I traveled to London last Independence Day weekend to interview Assange. When I asked him about the grand-jury investigation, he responded: “There is no judge, there is no defense counsel, and there are four prosecutors. So, that is why people that are familiar with grand-jury inquiries in the United States say that a grand jury would not only indict a ham sandwich, it would indict the ham and the sandwich.”
As I left London, the
Guardian
newspaper exposed more of Rupert Murdoch’s News Corp. phone-hacking scandal, which prompted the closing of his tabloid newspaper, the largest circulation Sunday newspaper in the U.K.,
News of the World
. The coincidence is relevant, as
News of the World
reported anything but what its title claimed, focusing instead on salacious details of the private lives of celebrities, sensational crimes, and photos of scantily clad women. For this and his other endeavors, Murdoch amassed a reported personal fortune of $7.6 billion.
Meanwhile, Assange—who, like Murdoch, was born in Australia (Murdoch abandoned his nationality for U.S. citizenship in order to purchase more U.S. broadcast licenses)—had engaged in one of largest and most courageous acts of publishing in history by founding WikiLeaks.org, which allows people to safely and securely deliver documents using the Internet in ways that make it almost impossible to trace. He and his colleagues at WikiLeaks had published millions of leaked documents, most notably about the U.S. wars and occupations in Iraq and Afghanistan, and thousands of U.S. diplomatic cables, true “news of the world.” The Sydney Peace Foundation awarded Assange a gold medal for “exceptional courage and initiative in pursuit of human rights.” In contrast, the U.S. government targeted him, possibly under the Espionage Act. Murdoch is hailed as a pioneering newsman, while pundits on Murdoch-owned cable-television outlets openly call for Assange’s murder.
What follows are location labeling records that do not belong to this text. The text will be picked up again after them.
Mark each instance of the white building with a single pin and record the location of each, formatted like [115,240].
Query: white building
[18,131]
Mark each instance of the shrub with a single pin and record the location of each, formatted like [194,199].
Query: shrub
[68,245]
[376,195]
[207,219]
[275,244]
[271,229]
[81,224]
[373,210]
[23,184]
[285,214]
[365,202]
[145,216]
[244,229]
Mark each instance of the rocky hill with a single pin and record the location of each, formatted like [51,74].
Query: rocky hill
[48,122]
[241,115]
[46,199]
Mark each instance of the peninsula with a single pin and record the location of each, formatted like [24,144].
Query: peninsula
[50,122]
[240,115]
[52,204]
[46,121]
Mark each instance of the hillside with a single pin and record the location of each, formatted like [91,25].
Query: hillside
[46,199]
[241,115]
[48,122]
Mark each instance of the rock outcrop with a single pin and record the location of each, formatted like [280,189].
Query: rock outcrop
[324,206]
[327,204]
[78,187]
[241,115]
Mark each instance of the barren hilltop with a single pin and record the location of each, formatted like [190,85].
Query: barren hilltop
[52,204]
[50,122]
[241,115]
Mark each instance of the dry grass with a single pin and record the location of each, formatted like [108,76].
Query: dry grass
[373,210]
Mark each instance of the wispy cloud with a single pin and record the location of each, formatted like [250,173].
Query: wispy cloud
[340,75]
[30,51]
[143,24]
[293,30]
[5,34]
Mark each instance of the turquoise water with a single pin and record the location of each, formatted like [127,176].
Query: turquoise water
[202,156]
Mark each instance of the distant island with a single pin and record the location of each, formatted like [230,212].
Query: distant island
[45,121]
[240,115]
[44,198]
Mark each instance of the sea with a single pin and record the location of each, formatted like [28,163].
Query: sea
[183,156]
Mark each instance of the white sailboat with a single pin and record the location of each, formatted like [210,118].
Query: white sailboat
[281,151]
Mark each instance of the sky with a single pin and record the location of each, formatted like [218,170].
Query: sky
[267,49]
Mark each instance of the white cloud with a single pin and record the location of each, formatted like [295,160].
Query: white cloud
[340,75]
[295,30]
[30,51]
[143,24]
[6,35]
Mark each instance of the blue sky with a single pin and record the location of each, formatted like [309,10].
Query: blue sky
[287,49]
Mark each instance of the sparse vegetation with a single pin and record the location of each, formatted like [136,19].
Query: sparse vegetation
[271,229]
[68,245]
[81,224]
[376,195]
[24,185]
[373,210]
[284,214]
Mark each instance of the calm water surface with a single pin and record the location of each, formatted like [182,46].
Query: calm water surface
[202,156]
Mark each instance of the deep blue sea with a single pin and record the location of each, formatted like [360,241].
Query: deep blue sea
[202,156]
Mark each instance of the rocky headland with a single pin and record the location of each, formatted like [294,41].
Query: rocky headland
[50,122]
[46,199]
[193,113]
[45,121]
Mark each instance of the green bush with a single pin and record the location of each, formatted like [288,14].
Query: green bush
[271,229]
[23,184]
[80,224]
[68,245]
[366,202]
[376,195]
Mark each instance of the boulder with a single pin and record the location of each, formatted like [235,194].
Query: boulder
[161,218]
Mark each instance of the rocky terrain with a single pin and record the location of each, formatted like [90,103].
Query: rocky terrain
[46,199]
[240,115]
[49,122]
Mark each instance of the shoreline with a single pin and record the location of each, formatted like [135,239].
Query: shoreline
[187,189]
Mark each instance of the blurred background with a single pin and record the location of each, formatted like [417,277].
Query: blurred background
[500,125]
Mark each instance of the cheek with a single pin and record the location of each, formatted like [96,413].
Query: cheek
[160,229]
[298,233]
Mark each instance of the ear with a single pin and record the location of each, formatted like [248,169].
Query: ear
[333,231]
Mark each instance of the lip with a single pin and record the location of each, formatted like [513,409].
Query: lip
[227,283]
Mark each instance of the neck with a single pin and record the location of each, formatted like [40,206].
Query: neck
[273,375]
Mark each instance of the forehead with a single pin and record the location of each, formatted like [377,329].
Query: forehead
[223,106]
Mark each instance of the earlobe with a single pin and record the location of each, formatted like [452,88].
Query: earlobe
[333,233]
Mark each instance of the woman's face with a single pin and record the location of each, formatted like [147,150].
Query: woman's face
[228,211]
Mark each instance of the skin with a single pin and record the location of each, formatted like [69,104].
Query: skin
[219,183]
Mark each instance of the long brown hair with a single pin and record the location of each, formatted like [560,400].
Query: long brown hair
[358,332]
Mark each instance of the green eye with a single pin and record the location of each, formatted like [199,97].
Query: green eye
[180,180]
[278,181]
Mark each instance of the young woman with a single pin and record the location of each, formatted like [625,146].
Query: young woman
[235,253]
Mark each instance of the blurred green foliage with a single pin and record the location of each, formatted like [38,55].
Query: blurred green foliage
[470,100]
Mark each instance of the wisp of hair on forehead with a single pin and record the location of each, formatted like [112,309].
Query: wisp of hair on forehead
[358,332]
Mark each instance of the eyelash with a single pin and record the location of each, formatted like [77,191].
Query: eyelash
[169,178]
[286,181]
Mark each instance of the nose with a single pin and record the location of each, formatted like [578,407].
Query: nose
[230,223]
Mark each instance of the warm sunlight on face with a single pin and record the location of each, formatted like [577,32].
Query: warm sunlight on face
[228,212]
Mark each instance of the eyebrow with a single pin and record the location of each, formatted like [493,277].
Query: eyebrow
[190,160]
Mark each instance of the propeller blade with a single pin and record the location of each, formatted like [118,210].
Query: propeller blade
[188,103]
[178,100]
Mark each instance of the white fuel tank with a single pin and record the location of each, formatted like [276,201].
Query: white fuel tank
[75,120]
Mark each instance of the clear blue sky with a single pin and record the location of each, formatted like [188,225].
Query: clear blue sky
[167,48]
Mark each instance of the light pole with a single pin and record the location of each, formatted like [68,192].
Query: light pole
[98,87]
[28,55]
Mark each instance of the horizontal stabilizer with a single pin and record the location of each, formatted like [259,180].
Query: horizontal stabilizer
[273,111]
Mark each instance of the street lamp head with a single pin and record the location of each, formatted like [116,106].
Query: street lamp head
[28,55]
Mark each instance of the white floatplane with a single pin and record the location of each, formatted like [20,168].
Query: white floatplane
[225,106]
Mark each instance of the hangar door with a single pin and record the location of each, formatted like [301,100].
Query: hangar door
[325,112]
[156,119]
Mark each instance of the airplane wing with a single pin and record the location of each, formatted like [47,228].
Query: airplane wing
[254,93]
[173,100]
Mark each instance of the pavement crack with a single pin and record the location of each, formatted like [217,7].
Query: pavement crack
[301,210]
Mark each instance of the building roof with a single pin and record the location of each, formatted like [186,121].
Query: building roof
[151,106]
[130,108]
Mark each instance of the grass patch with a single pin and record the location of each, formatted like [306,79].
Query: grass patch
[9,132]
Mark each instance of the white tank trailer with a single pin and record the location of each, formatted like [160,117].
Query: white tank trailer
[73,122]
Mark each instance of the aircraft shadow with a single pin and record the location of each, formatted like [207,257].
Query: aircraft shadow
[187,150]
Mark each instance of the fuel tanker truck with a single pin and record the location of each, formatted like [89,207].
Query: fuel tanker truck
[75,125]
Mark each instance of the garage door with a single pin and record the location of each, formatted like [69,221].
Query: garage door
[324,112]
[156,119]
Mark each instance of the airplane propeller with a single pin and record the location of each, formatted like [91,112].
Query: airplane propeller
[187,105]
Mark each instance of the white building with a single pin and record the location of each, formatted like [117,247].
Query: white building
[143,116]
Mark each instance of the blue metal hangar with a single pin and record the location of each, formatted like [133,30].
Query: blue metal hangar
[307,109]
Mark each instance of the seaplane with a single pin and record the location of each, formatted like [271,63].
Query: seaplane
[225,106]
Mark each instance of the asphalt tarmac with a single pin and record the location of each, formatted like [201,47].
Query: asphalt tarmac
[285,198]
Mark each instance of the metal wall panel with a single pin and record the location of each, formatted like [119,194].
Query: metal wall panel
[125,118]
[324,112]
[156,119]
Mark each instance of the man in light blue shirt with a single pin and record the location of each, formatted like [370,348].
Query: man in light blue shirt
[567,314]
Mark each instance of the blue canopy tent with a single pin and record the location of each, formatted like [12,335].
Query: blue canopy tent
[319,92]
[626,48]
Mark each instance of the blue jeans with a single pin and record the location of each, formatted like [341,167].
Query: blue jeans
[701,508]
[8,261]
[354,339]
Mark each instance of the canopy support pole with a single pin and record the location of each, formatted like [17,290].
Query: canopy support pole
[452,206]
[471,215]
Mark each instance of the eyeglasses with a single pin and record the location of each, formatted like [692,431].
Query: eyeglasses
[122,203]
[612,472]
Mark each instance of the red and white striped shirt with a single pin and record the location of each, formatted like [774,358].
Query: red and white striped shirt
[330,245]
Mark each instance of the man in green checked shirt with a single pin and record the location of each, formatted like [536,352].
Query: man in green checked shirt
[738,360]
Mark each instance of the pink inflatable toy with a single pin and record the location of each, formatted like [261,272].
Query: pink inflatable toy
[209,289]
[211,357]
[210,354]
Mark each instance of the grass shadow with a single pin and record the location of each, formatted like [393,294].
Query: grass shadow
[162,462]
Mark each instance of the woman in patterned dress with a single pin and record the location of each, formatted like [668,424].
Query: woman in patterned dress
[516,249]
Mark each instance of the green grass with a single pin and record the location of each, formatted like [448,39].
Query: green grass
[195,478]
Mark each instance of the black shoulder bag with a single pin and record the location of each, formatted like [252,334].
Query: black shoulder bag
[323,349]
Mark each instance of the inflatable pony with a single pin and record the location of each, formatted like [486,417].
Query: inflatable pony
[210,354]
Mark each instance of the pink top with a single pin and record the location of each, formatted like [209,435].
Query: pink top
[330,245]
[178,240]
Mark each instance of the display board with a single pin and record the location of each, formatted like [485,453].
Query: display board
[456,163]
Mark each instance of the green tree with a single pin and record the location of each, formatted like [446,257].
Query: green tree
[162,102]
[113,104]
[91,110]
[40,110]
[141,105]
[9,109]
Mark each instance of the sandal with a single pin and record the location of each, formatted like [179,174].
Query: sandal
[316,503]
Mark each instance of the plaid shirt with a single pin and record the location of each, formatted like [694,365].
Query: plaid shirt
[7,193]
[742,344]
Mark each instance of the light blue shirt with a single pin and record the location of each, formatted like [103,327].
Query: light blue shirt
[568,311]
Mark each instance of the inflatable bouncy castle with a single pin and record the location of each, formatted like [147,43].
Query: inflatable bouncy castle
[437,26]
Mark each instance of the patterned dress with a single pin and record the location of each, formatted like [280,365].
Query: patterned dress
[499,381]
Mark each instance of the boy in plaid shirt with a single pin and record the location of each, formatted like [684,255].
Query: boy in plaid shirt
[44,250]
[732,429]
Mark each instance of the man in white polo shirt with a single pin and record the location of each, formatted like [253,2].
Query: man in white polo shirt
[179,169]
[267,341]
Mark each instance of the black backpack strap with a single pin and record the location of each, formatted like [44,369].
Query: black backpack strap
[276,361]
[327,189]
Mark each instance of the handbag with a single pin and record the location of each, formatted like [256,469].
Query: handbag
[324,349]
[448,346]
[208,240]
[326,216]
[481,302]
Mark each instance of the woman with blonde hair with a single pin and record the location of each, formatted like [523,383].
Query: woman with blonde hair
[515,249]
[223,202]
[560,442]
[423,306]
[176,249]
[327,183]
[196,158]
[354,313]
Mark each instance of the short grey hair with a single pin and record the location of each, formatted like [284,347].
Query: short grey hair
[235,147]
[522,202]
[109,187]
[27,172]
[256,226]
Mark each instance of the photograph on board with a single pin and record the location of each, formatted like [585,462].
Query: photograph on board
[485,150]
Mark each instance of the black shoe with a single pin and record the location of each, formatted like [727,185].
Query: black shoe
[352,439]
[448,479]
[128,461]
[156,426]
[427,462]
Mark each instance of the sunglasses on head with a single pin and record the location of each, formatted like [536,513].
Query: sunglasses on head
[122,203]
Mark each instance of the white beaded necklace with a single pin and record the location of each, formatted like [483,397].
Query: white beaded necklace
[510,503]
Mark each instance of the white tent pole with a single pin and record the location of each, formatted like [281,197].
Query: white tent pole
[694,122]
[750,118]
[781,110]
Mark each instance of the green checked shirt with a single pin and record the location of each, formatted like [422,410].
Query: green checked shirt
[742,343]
The Stratfor emails will be released over time, along with context provided by WikiLeaks’ media partners. Already revealed by the documents are the close, and potentially illegal, connections between Stratfor employees and government-intelligence and law-enforcement officials.
Rolling Stone
magazine reports that the U.S. Department of Homeland Security was monitoring Occupy Wall Street protests nationally, and the Texas Department of Public Safety has an undercover agent at Occupy Austin who was disclosing information to contacts at Stratfor. Stratfor also is hired by multinational corporations to glean “intelligence” about critics. Among companies using Stratfor were Dow Chemical, Lockheed Martin, Northrop Grumman, Raytheon, and Coca-Cola.
Fred Burton, Stratfor’s vice president of intelligence, and a former head of counterintelligence at the U.S. State Department’s diplomatic corps, wrote in an email, “Not for Pub—We have a sealed indictment on Assange. Pls protect.” Burton and others at Stratfor showed intense interest in WikiLeaks starting in 2010, showing intense dislike for Assange personally. Burton wrote: “Assange is going to make a nice bride in prison. Screw the terrorist. He’ll be eating cat food forever.” Another Stratfor employee wanted Assange waterboarded.